Time Running Out For Coal Hunting
By Ngoc Lan
There are only three years to go until 2015 when a huge volume of coal must be imported to feed local thermo-power plants to be operational in the same year. Vietnam, in an effort to race against the clock, has come up with some solutions including buying overseas mines, acquiring or buying stakes from foreign partners. These solutions are officially present in the national plan for coal industry development toward 2030. Actually, such a story used to be a hot issue a couple of years ago.
In 2009, Vietnam Oil and Gas Group (PVN) took over the projects of Long Phu I and Song Hau I thermo-power plants having total capacity of 1,200MW each from Vietnam Electricity Group (EVN). Upon the takeover of the two projects, the first job PVN did was to seek coal supplies and coal samples and mull coal transport methods. The Ministry of Industry and Trade, the assessor of the basic design of the Long Phu I project, at that time insisted that “the project owner must urgently identify import coal supplies.” The order of the ministry is understandable because PVN will have to import over three million tons of coal a year right after Long Phu I is put into operation in 2014.
Shortly after the instruction given out by the industry authority, PVN established its own coal import and distribution company, or PV Coal, to hunt for coal supplies for five coal-fired power plants whose combined capacity is 6,000MW. These projects belong to power master plans VI and VII of PVN, so when they are in place, PVN will need up to 18 million tons of coal annually, the majority of which is imported.
PV Coal said it planned to buy mines or acquire stakes of mining companies in Australia, Indonesia and Russia. Especially, it will prioritize those mining projects that are going to be exploited with reserves of more than 30 million tons, meeting the quality demand of PVN’s power plants.
However, the fact is not as simple as the plan supposes. Despite great efforts over the last three years, PV Coal in 2011 just clinched a framework agreement with Australian company Ensham Coal Sales. The Australian firm has three coal exploitation licenses effective for 35 years and covering 900 square kilometers in Queensland with total reserves of over one billion tons. Thanks to the deal, PVN can secure a long-term coal supply from the partner with a yearly volume of up to 12 million tons. In addition, PVN is able to acquire at least a 30% stake from the partner.
PVN’s targets have just achieved such modest success while the situation is even more distressful with other local industry players like EVN and Vietnam Coal and Mineral Industries Group (TKV). A recent market survey shows the disadvantaged position of Vietnamese businesses in the fierce competition with heavyweights like China, India and South Korea. According to the survey, local investors are not strong enough to defeat foreign rivals in terms of financial capacity, experiences of outbound investment and mining infrastructure development, and negotiation skills.
Regardless of any difficulties, importing coal at estimated respective figures of 15 million tons and 48 million tons from 2015 to 2020 remains a vital duty to ensure the operation of 21 coal-fired power plants as scheduled.
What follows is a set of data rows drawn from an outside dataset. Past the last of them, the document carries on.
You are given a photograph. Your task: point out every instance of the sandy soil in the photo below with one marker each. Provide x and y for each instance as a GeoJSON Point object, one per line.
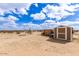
{"type": "Point", "coordinates": [35, 45]}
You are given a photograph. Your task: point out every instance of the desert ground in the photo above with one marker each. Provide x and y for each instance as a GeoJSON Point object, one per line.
{"type": "Point", "coordinates": [24, 44]}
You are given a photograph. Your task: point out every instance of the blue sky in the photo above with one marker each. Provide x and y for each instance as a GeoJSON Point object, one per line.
{"type": "Point", "coordinates": [21, 16]}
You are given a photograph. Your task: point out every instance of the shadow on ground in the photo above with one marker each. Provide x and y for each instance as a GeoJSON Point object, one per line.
{"type": "Point", "coordinates": [57, 41]}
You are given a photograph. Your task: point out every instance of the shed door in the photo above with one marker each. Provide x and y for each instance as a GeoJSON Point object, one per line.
{"type": "Point", "coordinates": [62, 33]}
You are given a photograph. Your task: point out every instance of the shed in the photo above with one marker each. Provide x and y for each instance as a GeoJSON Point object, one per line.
{"type": "Point", "coordinates": [63, 33]}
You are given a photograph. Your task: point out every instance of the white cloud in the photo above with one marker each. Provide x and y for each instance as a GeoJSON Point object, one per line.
{"type": "Point", "coordinates": [8, 22]}
{"type": "Point", "coordinates": [38, 16]}
{"type": "Point", "coordinates": [61, 11]}
{"type": "Point", "coordinates": [36, 4]}
{"type": "Point", "coordinates": [21, 7]}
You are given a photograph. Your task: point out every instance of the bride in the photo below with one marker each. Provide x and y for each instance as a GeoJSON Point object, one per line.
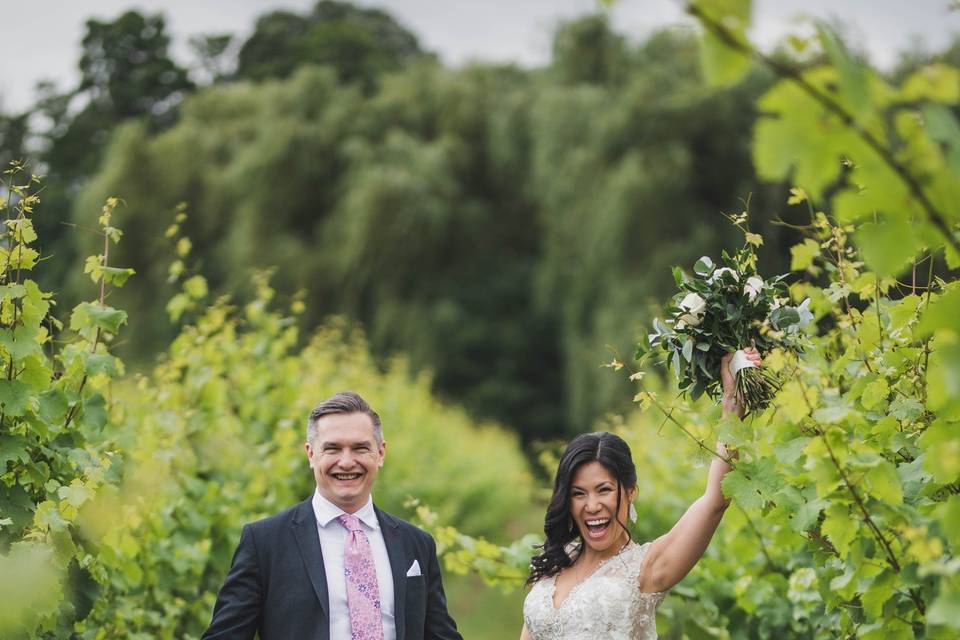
{"type": "Point", "coordinates": [592, 581]}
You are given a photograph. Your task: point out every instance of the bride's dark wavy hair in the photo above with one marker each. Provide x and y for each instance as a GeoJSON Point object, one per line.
{"type": "Point", "coordinates": [558, 525]}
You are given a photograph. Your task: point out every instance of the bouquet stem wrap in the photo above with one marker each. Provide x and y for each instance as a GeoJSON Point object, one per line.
{"type": "Point", "coordinates": [755, 387]}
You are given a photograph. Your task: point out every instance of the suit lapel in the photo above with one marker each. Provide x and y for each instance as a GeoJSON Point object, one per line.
{"type": "Point", "coordinates": [304, 524]}
{"type": "Point", "coordinates": [398, 559]}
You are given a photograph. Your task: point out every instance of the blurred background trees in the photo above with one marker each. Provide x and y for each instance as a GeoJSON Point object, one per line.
{"type": "Point", "coordinates": [484, 230]}
{"type": "Point", "coordinates": [496, 224]}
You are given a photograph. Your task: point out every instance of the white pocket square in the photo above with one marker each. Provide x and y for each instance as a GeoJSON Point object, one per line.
{"type": "Point", "coordinates": [414, 569]}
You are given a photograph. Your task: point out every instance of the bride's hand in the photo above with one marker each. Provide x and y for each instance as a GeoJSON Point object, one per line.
{"type": "Point", "coordinates": [729, 381]}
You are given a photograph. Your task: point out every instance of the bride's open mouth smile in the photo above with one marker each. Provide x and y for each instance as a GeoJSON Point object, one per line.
{"type": "Point", "coordinates": [596, 527]}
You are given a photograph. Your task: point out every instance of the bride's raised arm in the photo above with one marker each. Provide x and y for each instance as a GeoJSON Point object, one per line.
{"type": "Point", "coordinates": [672, 555]}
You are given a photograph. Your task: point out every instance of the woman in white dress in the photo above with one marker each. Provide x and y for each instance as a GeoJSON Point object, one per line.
{"type": "Point", "coordinates": [591, 581]}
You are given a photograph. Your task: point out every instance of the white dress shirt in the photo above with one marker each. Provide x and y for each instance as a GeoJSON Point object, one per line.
{"type": "Point", "coordinates": [333, 538]}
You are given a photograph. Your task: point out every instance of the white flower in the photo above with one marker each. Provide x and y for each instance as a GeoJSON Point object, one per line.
{"type": "Point", "coordinates": [719, 272]}
{"type": "Point", "coordinates": [695, 306]}
{"type": "Point", "coordinates": [753, 287]}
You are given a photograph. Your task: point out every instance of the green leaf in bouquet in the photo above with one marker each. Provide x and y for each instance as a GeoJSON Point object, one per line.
{"type": "Point", "coordinates": [704, 266]}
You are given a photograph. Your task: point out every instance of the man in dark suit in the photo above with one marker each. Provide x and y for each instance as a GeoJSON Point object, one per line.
{"type": "Point", "coordinates": [335, 567]}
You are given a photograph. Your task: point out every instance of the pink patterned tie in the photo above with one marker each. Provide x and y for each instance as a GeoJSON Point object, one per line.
{"type": "Point", "coordinates": [363, 593]}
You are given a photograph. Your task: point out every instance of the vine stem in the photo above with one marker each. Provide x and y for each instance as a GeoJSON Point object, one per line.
{"type": "Point", "coordinates": [934, 216]}
{"type": "Point", "coordinates": [96, 337]}
{"type": "Point", "coordinates": [669, 416]}
{"type": "Point", "coordinates": [891, 558]}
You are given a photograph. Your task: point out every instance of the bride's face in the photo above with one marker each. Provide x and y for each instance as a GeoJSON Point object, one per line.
{"type": "Point", "coordinates": [593, 505]}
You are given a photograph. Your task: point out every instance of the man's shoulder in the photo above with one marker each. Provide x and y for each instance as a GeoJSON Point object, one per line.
{"type": "Point", "coordinates": [296, 513]}
{"type": "Point", "coordinates": [406, 528]}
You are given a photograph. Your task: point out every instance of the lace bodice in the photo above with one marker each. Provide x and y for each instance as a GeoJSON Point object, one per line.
{"type": "Point", "coordinates": [607, 605]}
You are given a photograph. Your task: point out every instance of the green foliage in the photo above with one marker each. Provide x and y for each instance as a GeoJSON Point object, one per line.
{"type": "Point", "coordinates": [52, 417]}
{"type": "Point", "coordinates": [519, 215]}
{"type": "Point", "coordinates": [120, 518]}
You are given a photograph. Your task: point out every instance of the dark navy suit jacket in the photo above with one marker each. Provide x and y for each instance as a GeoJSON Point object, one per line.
{"type": "Point", "coordinates": [277, 586]}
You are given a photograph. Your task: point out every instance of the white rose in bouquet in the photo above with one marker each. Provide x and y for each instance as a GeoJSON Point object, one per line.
{"type": "Point", "coordinates": [753, 287]}
{"type": "Point", "coordinates": [694, 306]}
{"type": "Point", "coordinates": [719, 273]}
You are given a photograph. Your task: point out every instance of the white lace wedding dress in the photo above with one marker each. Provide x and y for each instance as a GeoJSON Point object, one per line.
{"type": "Point", "coordinates": [608, 605]}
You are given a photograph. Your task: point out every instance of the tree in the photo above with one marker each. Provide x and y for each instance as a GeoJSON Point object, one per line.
{"type": "Point", "coordinates": [360, 43]}
{"type": "Point", "coordinates": [126, 70]}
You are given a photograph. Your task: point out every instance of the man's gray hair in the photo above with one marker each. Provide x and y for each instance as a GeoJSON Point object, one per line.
{"type": "Point", "coordinates": [343, 402]}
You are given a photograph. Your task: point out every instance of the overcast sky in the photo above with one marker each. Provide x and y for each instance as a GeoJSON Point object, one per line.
{"type": "Point", "coordinates": [41, 38]}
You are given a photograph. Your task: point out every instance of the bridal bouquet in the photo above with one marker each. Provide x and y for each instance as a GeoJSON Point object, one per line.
{"type": "Point", "coordinates": [722, 309]}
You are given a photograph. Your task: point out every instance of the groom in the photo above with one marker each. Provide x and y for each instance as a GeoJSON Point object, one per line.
{"type": "Point", "coordinates": [335, 567]}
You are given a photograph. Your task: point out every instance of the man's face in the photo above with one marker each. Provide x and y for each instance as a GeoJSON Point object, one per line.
{"type": "Point", "coordinates": [345, 458]}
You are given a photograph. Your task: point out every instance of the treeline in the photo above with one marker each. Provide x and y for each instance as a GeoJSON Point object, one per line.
{"type": "Point", "coordinates": [499, 225]}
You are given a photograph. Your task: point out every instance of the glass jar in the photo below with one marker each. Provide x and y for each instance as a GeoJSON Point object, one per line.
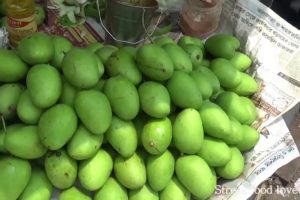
{"type": "Point", "coordinates": [199, 18]}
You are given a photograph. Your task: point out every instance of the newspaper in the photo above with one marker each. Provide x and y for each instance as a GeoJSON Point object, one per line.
{"type": "Point", "coordinates": [274, 46]}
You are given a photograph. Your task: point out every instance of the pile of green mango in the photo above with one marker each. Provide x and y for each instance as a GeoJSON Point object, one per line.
{"type": "Point", "coordinates": [161, 121]}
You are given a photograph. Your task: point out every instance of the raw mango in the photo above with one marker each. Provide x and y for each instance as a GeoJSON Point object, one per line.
{"type": "Point", "coordinates": [234, 167]}
{"type": "Point", "coordinates": [61, 169]}
{"type": "Point", "coordinates": [14, 176]}
{"type": "Point", "coordinates": [12, 68]}
{"type": "Point", "coordinates": [192, 171]}
{"type": "Point", "coordinates": [179, 57]}
{"type": "Point", "coordinates": [94, 111]}
{"type": "Point", "coordinates": [111, 190]}
{"type": "Point", "coordinates": [74, 194]}
{"type": "Point", "coordinates": [250, 138]}
{"type": "Point", "coordinates": [61, 47]}
{"type": "Point", "coordinates": [160, 169]}
{"type": "Point", "coordinates": [130, 172]}
{"type": "Point", "coordinates": [80, 68]}
{"type": "Point", "coordinates": [184, 91]}
{"type": "Point", "coordinates": [188, 131]}
{"type": "Point", "coordinates": [155, 99]}
{"type": "Point", "coordinates": [143, 193]}
{"type": "Point", "coordinates": [157, 135]}
{"type": "Point", "coordinates": [154, 62]}
{"type": "Point", "coordinates": [228, 76]}
{"type": "Point", "coordinates": [122, 136]}
{"type": "Point", "coordinates": [27, 111]}
{"type": "Point", "coordinates": [9, 96]}
{"type": "Point", "coordinates": [84, 144]}
{"type": "Point", "coordinates": [95, 171]}
{"type": "Point", "coordinates": [175, 190]}
{"type": "Point", "coordinates": [44, 85]}
{"type": "Point", "coordinates": [123, 97]}
{"type": "Point", "coordinates": [241, 61]}
{"type": "Point", "coordinates": [215, 152]}
{"type": "Point", "coordinates": [215, 121]}
{"type": "Point", "coordinates": [203, 85]}
{"type": "Point", "coordinates": [247, 86]}
{"type": "Point", "coordinates": [38, 187]}
{"type": "Point", "coordinates": [57, 125]}
{"type": "Point", "coordinates": [121, 63]}
{"type": "Point", "coordinates": [222, 45]}
{"type": "Point", "coordinates": [36, 48]}
{"type": "Point", "coordinates": [24, 142]}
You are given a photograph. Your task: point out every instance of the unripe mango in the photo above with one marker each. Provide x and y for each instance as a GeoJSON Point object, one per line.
{"type": "Point", "coordinates": [155, 99]}
{"type": "Point", "coordinates": [122, 136]}
{"type": "Point", "coordinates": [130, 172]}
{"type": "Point", "coordinates": [94, 111]}
{"type": "Point", "coordinates": [123, 97]}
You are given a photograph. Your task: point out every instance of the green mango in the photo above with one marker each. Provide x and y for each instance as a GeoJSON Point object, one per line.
{"type": "Point", "coordinates": [122, 63]}
{"type": "Point", "coordinates": [38, 187]}
{"type": "Point", "coordinates": [61, 169]}
{"type": "Point", "coordinates": [192, 171]}
{"type": "Point", "coordinates": [57, 126]}
{"type": "Point", "coordinates": [9, 96]}
{"type": "Point", "coordinates": [111, 190]}
{"type": "Point", "coordinates": [105, 52]}
{"type": "Point", "coordinates": [14, 176]}
{"type": "Point", "coordinates": [236, 135]}
{"type": "Point", "coordinates": [122, 136]}
{"type": "Point", "coordinates": [231, 103]}
{"type": "Point", "coordinates": [130, 50]}
{"type": "Point", "coordinates": [36, 48]}
{"type": "Point", "coordinates": [68, 93]}
{"type": "Point", "coordinates": [188, 131]}
{"type": "Point", "coordinates": [234, 168]}
{"type": "Point", "coordinates": [87, 104]}
{"type": "Point", "coordinates": [222, 45]}
{"type": "Point", "coordinates": [241, 61]}
{"type": "Point", "coordinates": [251, 109]}
{"type": "Point", "coordinates": [195, 54]}
{"type": "Point", "coordinates": [215, 152]}
{"type": "Point", "coordinates": [101, 163]}
{"type": "Point", "coordinates": [44, 85]}
{"type": "Point", "coordinates": [184, 91]}
{"type": "Point", "coordinates": [157, 135]}
{"type": "Point", "coordinates": [186, 40]}
{"type": "Point", "coordinates": [61, 47]}
{"type": "Point", "coordinates": [179, 57]}
{"type": "Point", "coordinates": [130, 172]}
{"type": "Point", "coordinates": [160, 169]}
{"type": "Point", "coordinates": [121, 92]}
{"type": "Point", "coordinates": [204, 86]}
{"type": "Point", "coordinates": [211, 78]}
{"type": "Point", "coordinates": [175, 190]}
{"type": "Point", "coordinates": [80, 68]}
{"type": "Point", "coordinates": [27, 112]}
{"type": "Point", "coordinates": [12, 68]}
{"type": "Point", "coordinates": [143, 193]}
{"type": "Point", "coordinates": [228, 76]}
{"type": "Point", "coordinates": [84, 144]}
{"type": "Point", "coordinates": [24, 142]}
{"type": "Point", "coordinates": [154, 62]}
{"type": "Point", "coordinates": [155, 99]}
{"type": "Point", "coordinates": [215, 121]}
{"type": "Point", "coordinates": [250, 138]}
{"type": "Point", "coordinates": [164, 40]}
{"type": "Point", "coordinates": [247, 86]}
{"type": "Point", "coordinates": [74, 194]}
{"type": "Point", "coordinates": [93, 47]}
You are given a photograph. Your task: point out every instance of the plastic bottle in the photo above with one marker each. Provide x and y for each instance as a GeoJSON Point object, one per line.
{"type": "Point", "coordinates": [20, 19]}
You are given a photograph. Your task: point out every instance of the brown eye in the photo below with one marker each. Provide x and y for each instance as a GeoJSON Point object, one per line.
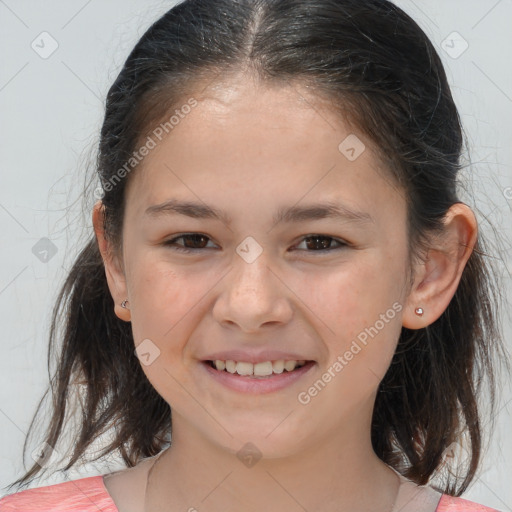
{"type": "Point", "coordinates": [322, 243]}
{"type": "Point", "coordinates": [192, 241]}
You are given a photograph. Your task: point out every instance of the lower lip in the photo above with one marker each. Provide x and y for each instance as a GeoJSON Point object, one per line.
{"type": "Point", "coordinates": [246, 384]}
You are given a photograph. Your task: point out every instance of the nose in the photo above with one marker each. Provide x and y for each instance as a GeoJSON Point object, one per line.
{"type": "Point", "coordinates": [253, 295]}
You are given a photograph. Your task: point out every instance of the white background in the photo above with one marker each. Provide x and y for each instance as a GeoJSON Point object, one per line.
{"type": "Point", "coordinates": [51, 112]}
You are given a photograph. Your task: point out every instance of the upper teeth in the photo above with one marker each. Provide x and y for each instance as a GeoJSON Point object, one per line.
{"type": "Point", "coordinates": [258, 369]}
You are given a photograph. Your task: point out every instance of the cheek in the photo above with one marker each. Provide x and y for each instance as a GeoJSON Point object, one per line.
{"type": "Point", "coordinates": [358, 314]}
{"type": "Point", "coordinates": [166, 301]}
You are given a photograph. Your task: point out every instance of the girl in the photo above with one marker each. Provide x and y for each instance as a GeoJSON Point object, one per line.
{"type": "Point", "coordinates": [281, 266]}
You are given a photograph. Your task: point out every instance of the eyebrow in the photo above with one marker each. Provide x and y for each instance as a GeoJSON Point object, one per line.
{"type": "Point", "coordinates": [289, 214]}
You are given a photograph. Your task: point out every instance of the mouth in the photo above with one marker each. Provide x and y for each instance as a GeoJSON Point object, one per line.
{"type": "Point", "coordinates": [263, 377]}
{"type": "Point", "coordinates": [263, 370]}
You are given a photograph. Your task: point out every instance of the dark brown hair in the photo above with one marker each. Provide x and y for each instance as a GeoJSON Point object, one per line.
{"type": "Point", "coordinates": [372, 61]}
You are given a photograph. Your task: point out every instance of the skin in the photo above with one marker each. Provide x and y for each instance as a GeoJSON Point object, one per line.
{"type": "Point", "coordinates": [248, 149]}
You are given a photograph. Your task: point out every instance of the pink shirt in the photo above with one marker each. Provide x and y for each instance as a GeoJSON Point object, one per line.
{"type": "Point", "coordinates": [90, 495]}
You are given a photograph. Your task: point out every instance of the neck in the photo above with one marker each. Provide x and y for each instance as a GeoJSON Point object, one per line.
{"type": "Point", "coordinates": [341, 474]}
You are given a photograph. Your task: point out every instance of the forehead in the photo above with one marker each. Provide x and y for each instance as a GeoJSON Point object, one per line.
{"type": "Point", "coordinates": [260, 144]}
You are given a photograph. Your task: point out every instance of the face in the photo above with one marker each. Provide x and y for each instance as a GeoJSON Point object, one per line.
{"type": "Point", "coordinates": [258, 271]}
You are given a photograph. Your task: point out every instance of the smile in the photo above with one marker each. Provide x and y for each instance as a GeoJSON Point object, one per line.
{"type": "Point", "coordinates": [263, 377]}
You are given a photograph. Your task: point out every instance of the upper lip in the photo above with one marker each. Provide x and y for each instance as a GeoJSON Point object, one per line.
{"type": "Point", "coordinates": [255, 356]}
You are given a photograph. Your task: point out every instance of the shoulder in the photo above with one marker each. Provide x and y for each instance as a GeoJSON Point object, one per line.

Therefore, local importers have no choice but to rely on outside supplies even though they acknowledge certain risks such as limited reserves or political instability and environmental issues of the suppliers.
As for the Government, Vietnam’s Ministry of Industry and Trade in 2009 signed with Australia’s Department of Resources, Energy and Tourism a memorandum of understanding on energy cooperation. According to the Vietnamese authority, the Australian side at that time was willing to negotiate with local enterprises about business cooperation opportunities as long-term suppliers or partners. However, the actual collaboration between the two sides has seen no progress ever since. The business chances with Australia have increasingly faded in the backdrop of Vietnam’s joining the tough race with China, India and South Korea which need a great volume for coal-fired power rising by thousands of megawatts a year.
The problem is that many opportunities have been missed to access overseas mining investment so far. Nguyen Thanh Son, director of Song Hong Energy Company under TKV, revealed that four years ago TKV and Australia-based Linc Energy joined forces to exploit fossil fuel including coal and methane in the Red River Delta. On the other hand, TKV had signed a memorandum of understanding to exploit mines with this partner in Australia whose reserve is equivalent to that in Uong Bi mining area in the northern province of Quang Ninh. Regrettably, TKV failed to make use of the deal.
Similarly, Vietmindo from Indonesia has invested 100% capital to exploit mines in Vietnam over the past 15 years but TKV has found none of the same opportunities in Indonesia.
The ongoing exhaustion of Vietnam’s opened-cast mines along with stricter conditions on fresh mining exploitation projects will surely lowered the position of local buyers in comparison with foreign exporters.
However, there is still hope for Vietnamese investors with the presence of the national master plan until 2030. The plan has brought the country — among the world’s largest coal producers and exporters — opportunities to cooperate with international counterparts to exploit 25 new mining projects in Cam Pha and Uong Bi, build pits under Khanh Hoa opened-cast mines until 2015 and exploit coal on a trial basis in the Red River basin in 2020.